Just like using the built-in Sub-Question Query Engine, we create our query tools and instantiate an LLM and pass them in.
Each tool is its own query engine based on a single (very lengthy) San Francisco budget document, each of which is 300+ pages. To save time on repeated runs, we persist our generated indexes to disk.
from google.colab import userdata
os.environ["OPENAI_API_KEY"] = userdata.get("openai-key")
folder = "./data/sf_budgets/"
files = os.listdir(folder)
query_engine_tools = []
for file in files:
year = file.split(" - ")[0]
index_persist_path = f"./storage/budget-{year}/"
if os.path.exists(index_persist_path):
storage_context = StorageContext.from_defaults(
persist_dir=index_persist_path
)
index = load_index_from_storage(storage_context)
else:
documents = SimpleDirectoryReader(
input_files=[folder + file]
).load_data()
index = VectorStoreIndex.from_documents(documents)
index.storage_context.persist(index_persist_path)

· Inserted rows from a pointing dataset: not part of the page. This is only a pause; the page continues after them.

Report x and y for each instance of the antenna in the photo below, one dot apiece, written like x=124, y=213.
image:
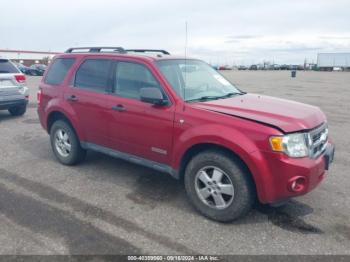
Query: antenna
x=184, y=89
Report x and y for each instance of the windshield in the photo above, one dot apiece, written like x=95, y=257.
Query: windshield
x=194, y=80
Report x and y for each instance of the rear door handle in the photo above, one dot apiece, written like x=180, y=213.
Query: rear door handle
x=72, y=98
x=119, y=108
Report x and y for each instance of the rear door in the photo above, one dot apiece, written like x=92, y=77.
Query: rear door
x=139, y=128
x=88, y=97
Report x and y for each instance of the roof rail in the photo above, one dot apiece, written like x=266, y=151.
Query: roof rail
x=148, y=51
x=96, y=49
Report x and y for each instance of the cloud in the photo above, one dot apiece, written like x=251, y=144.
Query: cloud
x=224, y=30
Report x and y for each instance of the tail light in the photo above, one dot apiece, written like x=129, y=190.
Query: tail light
x=38, y=96
x=20, y=78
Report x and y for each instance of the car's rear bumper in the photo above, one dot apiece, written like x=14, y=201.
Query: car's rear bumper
x=285, y=177
x=6, y=104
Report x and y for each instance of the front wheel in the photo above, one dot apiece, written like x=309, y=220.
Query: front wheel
x=65, y=143
x=219, y=186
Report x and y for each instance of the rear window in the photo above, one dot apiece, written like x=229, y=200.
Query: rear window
x=7, y=67
x=58, y=71
x=93, y=74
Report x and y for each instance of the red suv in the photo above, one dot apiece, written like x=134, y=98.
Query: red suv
x=181, y=117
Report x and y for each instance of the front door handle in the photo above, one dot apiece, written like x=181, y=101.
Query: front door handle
x=119, y=108
x=72, y=98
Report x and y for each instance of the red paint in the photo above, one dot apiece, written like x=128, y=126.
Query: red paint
x=234, y=123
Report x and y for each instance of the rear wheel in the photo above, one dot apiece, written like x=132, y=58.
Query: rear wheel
x=18, y=110
x=65, y=143
x=218, y=186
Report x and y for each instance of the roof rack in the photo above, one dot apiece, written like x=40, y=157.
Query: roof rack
x=148, y=51
x=96, y=49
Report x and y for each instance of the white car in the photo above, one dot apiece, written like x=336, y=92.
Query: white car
x=14, y=93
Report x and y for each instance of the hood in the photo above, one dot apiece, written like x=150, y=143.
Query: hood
x=286, y=115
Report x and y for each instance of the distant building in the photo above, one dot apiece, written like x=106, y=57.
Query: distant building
x=328, y=61
x=27, y=57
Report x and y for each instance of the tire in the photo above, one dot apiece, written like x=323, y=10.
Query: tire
x=18, y=110
x=62, y=135
x=231, y=206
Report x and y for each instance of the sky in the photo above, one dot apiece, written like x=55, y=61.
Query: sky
x=220, y=32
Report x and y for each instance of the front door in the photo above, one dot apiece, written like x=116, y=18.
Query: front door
x=89, y=99
x=139, y=128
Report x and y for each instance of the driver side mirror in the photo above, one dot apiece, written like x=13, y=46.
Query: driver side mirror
x=152, y=95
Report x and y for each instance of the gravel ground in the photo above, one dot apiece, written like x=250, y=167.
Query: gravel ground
x=108, y=206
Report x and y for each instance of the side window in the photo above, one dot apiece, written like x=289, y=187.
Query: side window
x=93, y=74
x=58, y=71
x=131, y=77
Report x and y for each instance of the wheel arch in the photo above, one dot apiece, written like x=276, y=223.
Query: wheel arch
x=202, y=147
x=53, y=116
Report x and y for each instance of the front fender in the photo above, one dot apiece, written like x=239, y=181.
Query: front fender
x=235, y=141
x=56, y=105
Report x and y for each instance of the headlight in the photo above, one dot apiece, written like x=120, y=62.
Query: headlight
x=294, y=145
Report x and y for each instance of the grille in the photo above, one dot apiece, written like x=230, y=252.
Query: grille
x=318, y=138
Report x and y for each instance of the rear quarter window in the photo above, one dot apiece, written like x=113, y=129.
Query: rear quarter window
x=94, y=74
x=6, y=67
x=58, y=71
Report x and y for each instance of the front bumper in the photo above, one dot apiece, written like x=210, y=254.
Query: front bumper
x=291, y=177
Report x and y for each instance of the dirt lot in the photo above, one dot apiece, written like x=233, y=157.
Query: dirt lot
x=107, y=205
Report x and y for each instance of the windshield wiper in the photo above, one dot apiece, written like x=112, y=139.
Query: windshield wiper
x=231, y=94
x=206, y=98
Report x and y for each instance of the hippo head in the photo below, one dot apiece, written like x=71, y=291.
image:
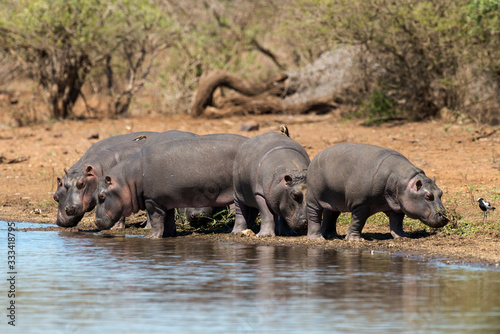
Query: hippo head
x=292, y=199
x=63, y=219
x=81, y=185
x=421, y=199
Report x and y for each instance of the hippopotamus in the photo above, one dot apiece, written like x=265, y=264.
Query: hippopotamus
x=192, y=172
x=60, y=194
x=80, y=180
x=364, y=180
x=270, y=177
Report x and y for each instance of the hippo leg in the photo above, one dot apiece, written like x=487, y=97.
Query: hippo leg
x=120, y=225
x=358, y=220
x=162, y=221
x=396, y=224
x=267, y=224
x=241, y=217
x=314, y=223
x=282, y=227
x=329, y=224
x=169, y=224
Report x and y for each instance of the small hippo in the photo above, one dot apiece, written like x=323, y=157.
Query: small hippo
x=191, y=172
x=364, y=180
x=270, y=177
x=80, y=180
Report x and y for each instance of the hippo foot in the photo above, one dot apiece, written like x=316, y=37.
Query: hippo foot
x=154, y=234
x=315, y=236
x=144, y=224
x=237, y=231
x=264, y=234
x=330, y=236
x=399, y=235
x=354, y=237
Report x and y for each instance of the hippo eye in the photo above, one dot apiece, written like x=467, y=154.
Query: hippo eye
x=297, y=196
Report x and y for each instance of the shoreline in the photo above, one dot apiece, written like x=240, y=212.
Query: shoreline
x=435, y=245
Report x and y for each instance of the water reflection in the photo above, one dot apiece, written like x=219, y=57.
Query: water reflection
x=79, y=283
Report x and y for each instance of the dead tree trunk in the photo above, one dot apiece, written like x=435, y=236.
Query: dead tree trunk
x=252, y=98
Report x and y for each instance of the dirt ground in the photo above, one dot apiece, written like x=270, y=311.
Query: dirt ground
x=466, y=167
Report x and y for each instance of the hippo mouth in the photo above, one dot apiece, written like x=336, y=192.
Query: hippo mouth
x=104, y=223
x=299, y=225
x=64, y=220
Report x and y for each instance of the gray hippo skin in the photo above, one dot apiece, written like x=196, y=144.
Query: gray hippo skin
x=63, y=184
x=270, y=178
x=81, y=181
x=364, y=180
x=192, y=172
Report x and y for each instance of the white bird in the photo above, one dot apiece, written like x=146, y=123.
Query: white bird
x=485, y=206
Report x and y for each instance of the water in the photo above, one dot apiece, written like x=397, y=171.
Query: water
x=88, y=283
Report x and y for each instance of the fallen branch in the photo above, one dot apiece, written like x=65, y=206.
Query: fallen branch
x=253, y=98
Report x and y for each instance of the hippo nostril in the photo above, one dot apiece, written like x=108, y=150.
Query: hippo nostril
x=70, y=210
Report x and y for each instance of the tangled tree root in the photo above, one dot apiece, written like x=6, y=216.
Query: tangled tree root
x=251, y=98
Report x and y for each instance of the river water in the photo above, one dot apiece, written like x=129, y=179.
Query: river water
x=89, y=283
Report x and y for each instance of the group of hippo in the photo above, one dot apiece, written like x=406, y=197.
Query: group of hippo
x=270, y=174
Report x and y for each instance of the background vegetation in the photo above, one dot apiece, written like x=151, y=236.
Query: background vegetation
x=423, y=57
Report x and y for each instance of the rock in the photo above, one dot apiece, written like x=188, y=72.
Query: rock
x=247, y=233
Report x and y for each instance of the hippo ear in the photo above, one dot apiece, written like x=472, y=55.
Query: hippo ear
x=90, y=171
x=417, y=185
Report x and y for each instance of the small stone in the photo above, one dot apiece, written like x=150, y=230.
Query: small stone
x=247, y=233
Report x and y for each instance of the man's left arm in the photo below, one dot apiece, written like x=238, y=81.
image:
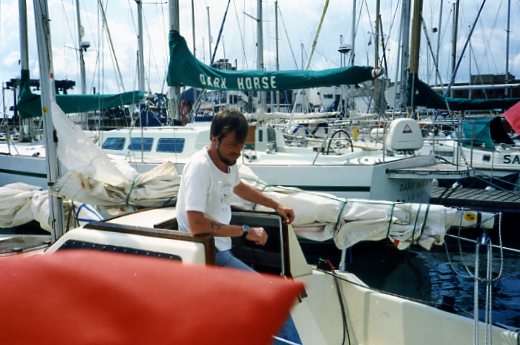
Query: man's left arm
x=249, y=193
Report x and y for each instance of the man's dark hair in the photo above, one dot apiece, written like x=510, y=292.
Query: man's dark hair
x=227, y=121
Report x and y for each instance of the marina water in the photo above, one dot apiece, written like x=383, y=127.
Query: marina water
x=438, y=277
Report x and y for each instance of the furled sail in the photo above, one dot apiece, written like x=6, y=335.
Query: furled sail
x=29, y=104
x=185, y=69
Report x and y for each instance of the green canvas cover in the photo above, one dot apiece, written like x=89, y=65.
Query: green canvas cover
x=185, y=69
x=29, y=104
x=425, y=96
x=476, y=133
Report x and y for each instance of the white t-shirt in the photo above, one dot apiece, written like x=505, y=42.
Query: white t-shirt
x=205, y=188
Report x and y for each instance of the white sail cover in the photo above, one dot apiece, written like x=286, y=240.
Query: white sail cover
x=21, y=203
x=92, y=178
x=321, y=216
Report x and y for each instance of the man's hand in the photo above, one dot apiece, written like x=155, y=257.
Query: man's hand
x=257, y=235
x=287, y=213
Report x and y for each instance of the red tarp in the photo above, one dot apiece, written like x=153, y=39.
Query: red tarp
x=89, y=297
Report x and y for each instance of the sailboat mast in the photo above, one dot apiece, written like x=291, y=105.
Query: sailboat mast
x=82, y=72
x=174, y=92
x=439, y=28
x=508, y=33
x=48, y=96
x=405, y=53
x=415, y=45
x=454, y=40
x=260, y=49
x=24, y=58
x=353, y=39
x=277, y=52
x=140, y=53
x=193, y=28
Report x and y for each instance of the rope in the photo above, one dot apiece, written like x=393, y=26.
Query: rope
x=336, y=226
x=424, y=222
x=132, y=187
x=390, y=220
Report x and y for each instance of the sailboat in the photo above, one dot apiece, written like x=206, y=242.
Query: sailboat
x=335, y=306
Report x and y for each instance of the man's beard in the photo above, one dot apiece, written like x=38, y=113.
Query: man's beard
x=224, y=159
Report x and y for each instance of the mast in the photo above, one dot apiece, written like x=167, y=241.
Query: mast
x=174, y=92
x=24, y=55
x=353, y=39
x=81, y=46
x=193, y=28
x=48, y=96
x=437, y=81
x=415, y=44
x=405, y=53
x=454, y=40
x=140, y=53
x=210, y=39
x=277, y=52
x=508, y=33
x=260, y=49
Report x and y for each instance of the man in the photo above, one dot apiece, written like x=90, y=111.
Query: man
x=207, y=183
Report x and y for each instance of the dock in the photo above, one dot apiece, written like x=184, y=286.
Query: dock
x=480, y=199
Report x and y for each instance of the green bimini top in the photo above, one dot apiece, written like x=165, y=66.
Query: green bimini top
x=185, y=69
x=29, y=104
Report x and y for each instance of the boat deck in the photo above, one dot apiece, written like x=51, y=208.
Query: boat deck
x=438, y=171
x=490, y=200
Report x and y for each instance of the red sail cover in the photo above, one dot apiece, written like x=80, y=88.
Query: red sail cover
x=88, y=297
x=512, y=116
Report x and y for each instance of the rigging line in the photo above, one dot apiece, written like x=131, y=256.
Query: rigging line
x=112, y=50
x=315, y=41
x=452, y=80
x=287, y=37
x=240, y=33
x=219, y=34
x=430, y=49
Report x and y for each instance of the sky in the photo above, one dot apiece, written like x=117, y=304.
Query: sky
x=298, y=22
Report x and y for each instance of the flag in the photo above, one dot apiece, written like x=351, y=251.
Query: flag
x=512, y=116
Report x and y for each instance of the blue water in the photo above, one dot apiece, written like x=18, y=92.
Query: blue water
x=437, y=277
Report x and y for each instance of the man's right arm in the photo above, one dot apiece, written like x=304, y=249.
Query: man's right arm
x=199, y=224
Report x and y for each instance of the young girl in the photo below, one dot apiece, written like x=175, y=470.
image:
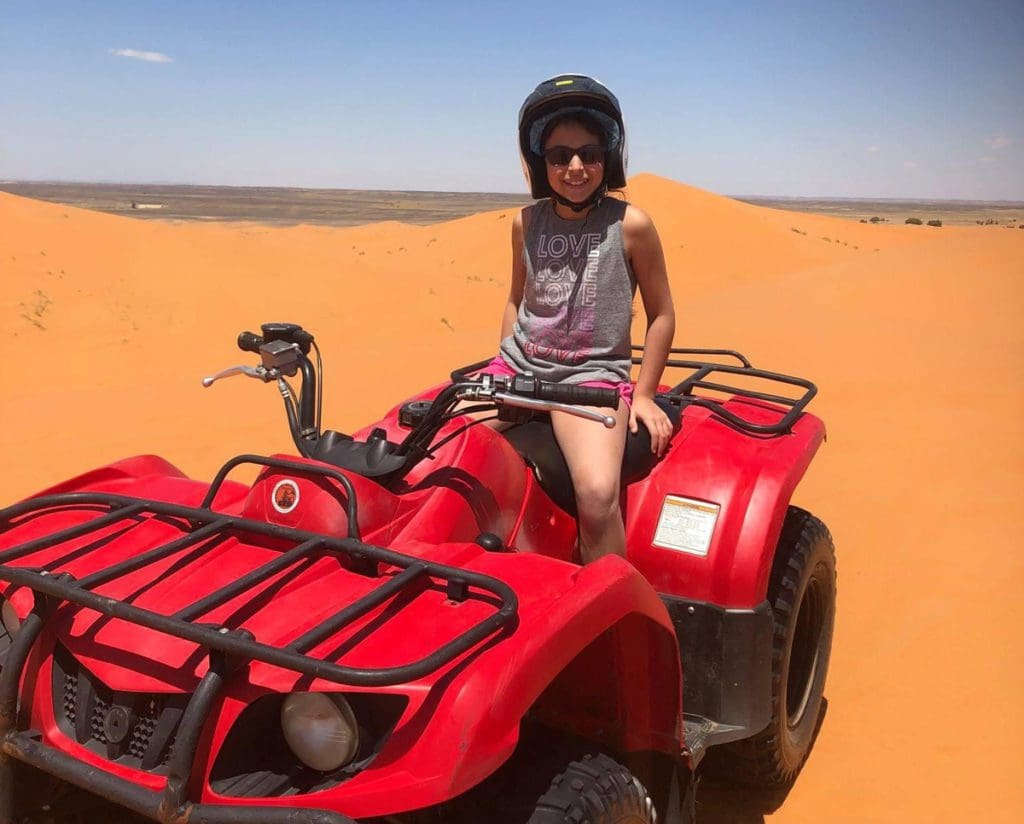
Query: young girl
x=578, y=257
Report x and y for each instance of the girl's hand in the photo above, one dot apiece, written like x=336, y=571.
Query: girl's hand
x=657, y=423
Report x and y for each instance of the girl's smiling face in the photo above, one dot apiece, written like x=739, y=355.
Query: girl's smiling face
x=576, y=180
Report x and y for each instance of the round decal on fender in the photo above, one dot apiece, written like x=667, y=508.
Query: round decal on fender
x=285, y=495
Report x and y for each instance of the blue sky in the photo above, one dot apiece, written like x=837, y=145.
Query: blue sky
x=922, y=99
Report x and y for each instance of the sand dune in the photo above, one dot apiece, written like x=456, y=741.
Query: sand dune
x=912, y=335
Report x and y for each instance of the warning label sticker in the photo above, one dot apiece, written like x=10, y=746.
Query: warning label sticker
x=686, y=525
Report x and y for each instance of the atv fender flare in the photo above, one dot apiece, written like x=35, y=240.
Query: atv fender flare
x=748, y=481
x=596, y=658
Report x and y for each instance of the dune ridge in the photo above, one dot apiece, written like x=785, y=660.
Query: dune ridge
x=912, y=335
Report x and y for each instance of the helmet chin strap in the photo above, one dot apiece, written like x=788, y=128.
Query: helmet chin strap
x=593, y=200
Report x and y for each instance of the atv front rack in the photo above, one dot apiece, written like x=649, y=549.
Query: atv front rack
x=229, y=649
x=203, y=524
x=682, y=393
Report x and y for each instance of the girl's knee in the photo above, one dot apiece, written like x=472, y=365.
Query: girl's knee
x=596, y=493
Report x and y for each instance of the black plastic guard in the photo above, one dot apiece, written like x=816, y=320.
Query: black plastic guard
x=726, y=660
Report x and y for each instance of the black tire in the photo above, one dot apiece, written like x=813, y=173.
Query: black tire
x=802, y=594
x=598, y=790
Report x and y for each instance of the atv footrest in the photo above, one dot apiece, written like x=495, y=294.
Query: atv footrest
x=26, y=747
x=700, y=733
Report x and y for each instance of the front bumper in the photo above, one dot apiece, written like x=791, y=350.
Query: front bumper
x=27, y=746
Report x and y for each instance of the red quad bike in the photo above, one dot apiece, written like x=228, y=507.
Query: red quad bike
x=393, y=625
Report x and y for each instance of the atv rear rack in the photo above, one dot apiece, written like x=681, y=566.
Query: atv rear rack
x=682, y=393
x=228, y=649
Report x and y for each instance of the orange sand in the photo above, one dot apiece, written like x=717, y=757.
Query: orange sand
x=908, y=331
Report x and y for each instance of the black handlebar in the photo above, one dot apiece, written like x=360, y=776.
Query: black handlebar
x=290, y=333
x=528, y=386
x=250, y=342
x=579, y=395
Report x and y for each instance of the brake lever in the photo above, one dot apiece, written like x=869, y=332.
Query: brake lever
x=259, y=373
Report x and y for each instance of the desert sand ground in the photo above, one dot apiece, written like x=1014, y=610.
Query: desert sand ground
x=912, y=335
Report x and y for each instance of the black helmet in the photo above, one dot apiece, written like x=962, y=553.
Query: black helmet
x=566, y=94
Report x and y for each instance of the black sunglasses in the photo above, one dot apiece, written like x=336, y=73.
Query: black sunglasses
x=590, y=155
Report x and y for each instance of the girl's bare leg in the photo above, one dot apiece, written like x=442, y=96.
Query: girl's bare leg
x=594, y=456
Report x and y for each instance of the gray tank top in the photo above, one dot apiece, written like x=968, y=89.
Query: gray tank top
x=573, y=322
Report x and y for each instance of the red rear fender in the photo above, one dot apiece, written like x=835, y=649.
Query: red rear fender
x=705, y=523
x=594, y=655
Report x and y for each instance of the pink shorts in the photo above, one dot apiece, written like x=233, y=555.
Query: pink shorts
x=499, y=365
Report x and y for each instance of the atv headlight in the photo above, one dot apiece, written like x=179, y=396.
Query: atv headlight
x=321, y=729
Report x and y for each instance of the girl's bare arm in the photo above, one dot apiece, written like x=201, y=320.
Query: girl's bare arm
x=647, y=260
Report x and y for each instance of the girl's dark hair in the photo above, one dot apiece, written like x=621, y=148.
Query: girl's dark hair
x=587, y=121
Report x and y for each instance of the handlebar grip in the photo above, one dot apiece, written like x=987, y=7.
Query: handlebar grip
x=250, y=342
x=578, y=395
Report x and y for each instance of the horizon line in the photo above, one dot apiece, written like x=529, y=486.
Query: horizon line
x=849, y=198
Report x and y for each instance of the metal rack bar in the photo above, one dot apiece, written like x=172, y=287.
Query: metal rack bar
x=124, y=509
x=357, y=609
x=152, y=556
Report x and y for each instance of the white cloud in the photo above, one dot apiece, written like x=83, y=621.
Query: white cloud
x=148, y=56
x=997, y=141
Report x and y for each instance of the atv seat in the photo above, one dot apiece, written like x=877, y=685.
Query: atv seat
x=535, y=440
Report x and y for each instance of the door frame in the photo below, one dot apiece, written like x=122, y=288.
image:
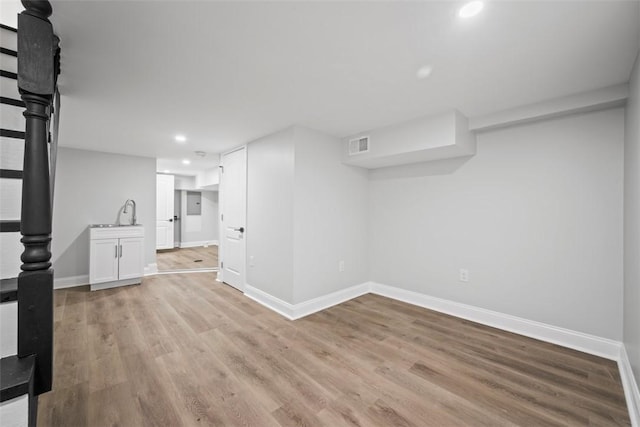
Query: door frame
x=171, y=244
x=220, y=277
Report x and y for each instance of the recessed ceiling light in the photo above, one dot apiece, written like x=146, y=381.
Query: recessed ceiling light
x=471, y=9
x=424, y=72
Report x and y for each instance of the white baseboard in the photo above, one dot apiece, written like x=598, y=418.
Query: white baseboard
x=276, y=304
x=631, y=393
x=297, y=311
x=198, y=243
x=591, y=344
x=151, y=269
x=70, y=282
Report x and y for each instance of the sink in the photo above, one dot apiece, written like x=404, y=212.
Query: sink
x=113, y=225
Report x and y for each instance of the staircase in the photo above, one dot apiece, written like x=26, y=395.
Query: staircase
x=26, y=280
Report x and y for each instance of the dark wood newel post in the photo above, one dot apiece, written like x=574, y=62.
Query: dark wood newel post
x=36, y=81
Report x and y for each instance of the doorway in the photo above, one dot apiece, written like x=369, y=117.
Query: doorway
x=194, y=219
x=233, y=203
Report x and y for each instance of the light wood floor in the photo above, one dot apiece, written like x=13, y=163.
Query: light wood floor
x=187, y=258
x=185, y=350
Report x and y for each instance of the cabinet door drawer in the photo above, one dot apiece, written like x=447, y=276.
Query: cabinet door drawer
x=103, y=261
x=131, y=257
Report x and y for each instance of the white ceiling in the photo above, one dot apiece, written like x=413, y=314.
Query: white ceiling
x=134, y=74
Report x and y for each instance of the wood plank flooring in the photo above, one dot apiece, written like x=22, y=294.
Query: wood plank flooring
x=187, y=258
x=185, y=350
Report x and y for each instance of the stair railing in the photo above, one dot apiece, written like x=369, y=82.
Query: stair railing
x=38, y=67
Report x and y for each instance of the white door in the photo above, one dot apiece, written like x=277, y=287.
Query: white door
x=164, y=211
x=233, y=208
x=131, y=254
x=103, y=260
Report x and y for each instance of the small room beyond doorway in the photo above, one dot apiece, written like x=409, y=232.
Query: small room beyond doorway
x=195, y=227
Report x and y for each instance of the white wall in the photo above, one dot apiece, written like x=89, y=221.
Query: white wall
x=330, y=217
x=183, y=182
x=91, y=188
x=196, y=229
x=632, y=224
x=535, y=216
x=270, y=174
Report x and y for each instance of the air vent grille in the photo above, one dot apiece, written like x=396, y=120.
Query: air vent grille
x=359, y=145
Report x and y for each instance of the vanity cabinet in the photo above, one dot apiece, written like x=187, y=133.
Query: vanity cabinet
x=116, y=256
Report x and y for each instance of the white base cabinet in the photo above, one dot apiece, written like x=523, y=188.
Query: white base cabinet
x=116, y=256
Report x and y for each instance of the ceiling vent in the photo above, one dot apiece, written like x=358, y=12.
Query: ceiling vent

engine = index.as_query_engine()
query_engine_tools.append(
QueryEngineTool(
query_engine=engine,
metadata=ToolMetadata(
name=f"budget_{year}",
description=f"Information about San Francisco's budget in {year}",
),
)
)
engine = SubQuestionQueryEngine(timeout=120, verbose=True)
llm = OpenAI(model="gpt-4o")
result = await engine.run(
llm=llm,
tools=query_engine_tools,
query="How has the total amount of San Francisco's budget changed from 2016 to 2023?",
)
print(result)
Our debug output is lengthy! You can see the sub-questions being generated and then sub_question() being repeatedly invoked, each time generating a brief log of ReAct agent thoughts and actions to answer each smaller question.
You can see combine_answers running multiple times; these were triggered by each AnswerEvent but before all 8 AnswerEvents were collected. On its final run it generates a full prompt, combines the answers and returns the result.